Spike S1vaccine formulation and vaccinations of mice

Spike S1 recombinant protein (S1-WT, aa:16–685) was purchased from Sino Biological with a purity of more than 90%. The recombinant protein vaccine was prepared by mixing S1-WT with AddaS03 adjuvant (AS03, InvivoGen, France) to be an emulsifiable mixture. We used 6–8-week-old male hACE2 C57BL/6 mice for immunization. The mice received immunization by intramuscular injection of S1-WT vaccine or PBS on days of 0, 14, and 28. Blood samples were collected on day 35 via eye socket vein and centrifuged at 6000 rpm for 10 min for sera collection. The IgG antibody titer against the S1 protein in sera and pseudovirus neutralization activity of the sera were measured (Supplementary Fig. S7). The isolated sera were injected 24 h before the instillation of 2 × 10^6 PFU of PA-S in hACE2 mice for evaluating the block efficiency of sera vaccinated with S1 protein.
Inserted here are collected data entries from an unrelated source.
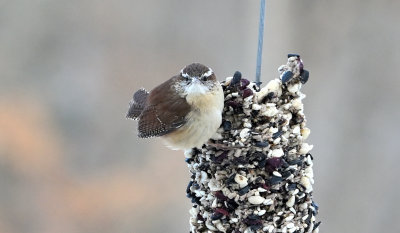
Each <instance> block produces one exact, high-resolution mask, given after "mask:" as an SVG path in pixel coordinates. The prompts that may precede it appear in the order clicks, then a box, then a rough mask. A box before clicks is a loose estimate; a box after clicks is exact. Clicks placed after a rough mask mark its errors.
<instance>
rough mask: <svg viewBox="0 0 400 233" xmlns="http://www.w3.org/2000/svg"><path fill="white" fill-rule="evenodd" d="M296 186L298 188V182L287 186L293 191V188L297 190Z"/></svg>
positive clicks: (289, 190) (288, 190)
mask: <svg viewBox="0 0 400 233" xmlns="http://www.w3.org/2000/svg"><path fill="white" fill-rule="evenodd" d="M296 188H297V185H296V184H289V185H288V187H287V190H288V191H292V190H295V189H296Z"/></svg>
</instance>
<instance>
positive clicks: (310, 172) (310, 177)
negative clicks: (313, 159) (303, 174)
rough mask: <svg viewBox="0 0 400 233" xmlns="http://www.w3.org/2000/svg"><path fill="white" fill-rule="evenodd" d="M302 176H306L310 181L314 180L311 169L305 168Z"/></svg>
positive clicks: (313, 177) (311, 169)
mask: <svg viewBox="0 0 400 233" xmlns="http://www.w3.org/2000/svg"><path fill="white" fill-rule="evenodd" d="M304 175H305V176H307V177H308V178H310V179H312V178H314V172H313V170H312V167H307V168H306V169H305V170H304Z"/></svg>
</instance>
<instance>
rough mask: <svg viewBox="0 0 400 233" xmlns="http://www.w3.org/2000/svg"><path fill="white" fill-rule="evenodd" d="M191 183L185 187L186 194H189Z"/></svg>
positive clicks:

Pseudovirus neutralization assay

The wild type of SARS-CoV-2 luciferase-expressing pseudoviruses was purchased from Genomeditech, China. The pseudovirus neutralization was performed as described previously.16 Briefly, luciferase-expressing pseudovirus was pre-incubated with serially diluted immune sera in 96-well plates for 1 h at 37 °C, following adding the mixture to 293 T/ACE2 cells and then incubating for 48 h to express the reporter gene. The efficiency of viral entry was determined with a firefly luciferase assay. In brief, remove the supernatants of infected cells, then add 50 µl of PBS, 50 µl of lysis reagent from a luciferase kit and luciferase substrate (Promega, USA). Relative light units were performed using a multi-mode microplate reader (PerkinElmer, USA).

Statistical analysis

All data were analyzed using one-way ANOVA or Student’s unpaired t-test (GraphPad InStat Software Inc., CA, USA). Results are presented as the means ± SEM. P < 0.05 is considered significant (significance is denoted as follows: ns, no significance; *P ≤ 0.05; **P ≤ 0.01; ***P ≤ 0.001; ****P ≤ 0.0001).